Category 4.e: Feedback Design
The authors of six reviews reported findings related to the feedback design (ID1, ID4, ID6, ID9, ID11, ID12). In most of the Delphi studies investigated, the researchers provided group feedback and less frequently individual feedback (ID1, ID4, ID11, ID12). As indicated in one review, the experts received no feedback at all in 9% of the Delphi studies investigated (ID4). This review showed that group feedback was provided less frequently for modified Delphi techniques than for classical Delphi techniques (ID4).
If data about feedback was published, the studies mostly contained a report of quantitative statistical feedback and less frequently a combination of quantitative and qualitative results or purely qualitative findings (ID1 quantitative 58.3%, quantitative and qualitative 39.6% and qualitative 2.1%, ID9 quantitative 36.7%, qualitative 26.7%, ID12 quantitative 53.3% and qualitative 26.7%).
Discussion
By examining all of the results, it was possible to identify the following aspects of Delphi techniques in health sciences:
There is no uniform definition for consensus. Values in the various Delphi reviews varied, they generally showed that the proportion of definitions for consensus made a priori and the number where the definition of consensus was not or was unclearly reported were high. The appropriateness of the theoretical measurements and the possible consequences associated with using one or another definition for consensus were not discussed. There was little consideration of possible factors that may have influenced whether consensus was reached (18, 49).
The various fields of application demonstrated that although Delphi techniques are used, new variants such as Realtime Delphis are seldom found in the health sciences. Instead the authors from the reviews concluded (ID9, ID11), there appears to be a large number of less specific modifications of Delphi techniques for which it is barely possible or even impossible to understand the epistemic objectives and the research process using the publications.
The specific characteristics used to identify types of experts or the effect of taking account of evidence-based and lifeworldly expertise on the group communication process are not discussed. This appears to be important, especially when integrating patients into the studies, which is something that is generally being increasingly promoted and implemented in research. Studies have shown that this adds value because it enables insights that cannot be gained using other research designs (50). There was also no discussion of any validation of the expert possessing the attributed expertise. Some reflection on the different types of knowledge and the associated linking of assumed expertise to the issue being investigated would appear to be especially relevant for the significance of the results of a Delphi process.

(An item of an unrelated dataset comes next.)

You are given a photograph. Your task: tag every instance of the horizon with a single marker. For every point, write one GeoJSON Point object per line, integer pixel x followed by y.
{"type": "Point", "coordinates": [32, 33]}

Although the number of experts included in the studies varied, it was mostly in the low double-digit range. This number raises questions about the validity of the findings. The idea of collective intelligence [based on the “wisdom of the many” (15)], as used primarily in Delphi studies for making predictions, does not apply for such small numbers of experts. Instead, it raises the question of whether all relevant perspectives and scientific disciplines have been appropriately taken into account. Moreover, the effect that very small numbers may have on the risk of accumulating certain thought collectives to the detriment of peripheral concepts is unclear. The low number of experts is perhaps also an issue for reliability (51, 52). Previous analyses have demonstrated that the reliability of the Delphi technique can be highly diverse and also dependent on the number of participants.
The items for the Delphi questionnaires are usually taken from literature relevant to the subject matter, or collected during interviews or focus groups carried out in advance. However, there is little information published about the process for developing and monitoring the questionnaires. It is thus very difficult to evaluate the methodological quality of the survey instruments.
The number of rounds is interpreted here as a methodological rule or is defined based on pragmatic research arguments. It is only defined as an epistemological variable in exceptional cases. That means that many Delphi studies stopped the survey process for a certain projection when a predefined level of agreement, i.e., consensus, was achieved (AID14). This is connected to the fact that the stability of the individual or group judgments was rarely discussed in the Delphi studies included in these 12 review articles. This also has an effect on the critical reflection of the interrater and intrarater reliability, which could also not be examined in the reviews due to the lack of information in the primary articles [ID1 (53)].
The results of Delphi techniques are often presented on the basis of consensus judgments. Yet depending on how consensus was defined, up to 40% of the experts do not agree with the consensus. The identity of these experts and the judgments they have made remains unclear. There is a risk that relevant and unusual judgments will be neglected. In addition, there is no reflection on the possible reasons for dissensus.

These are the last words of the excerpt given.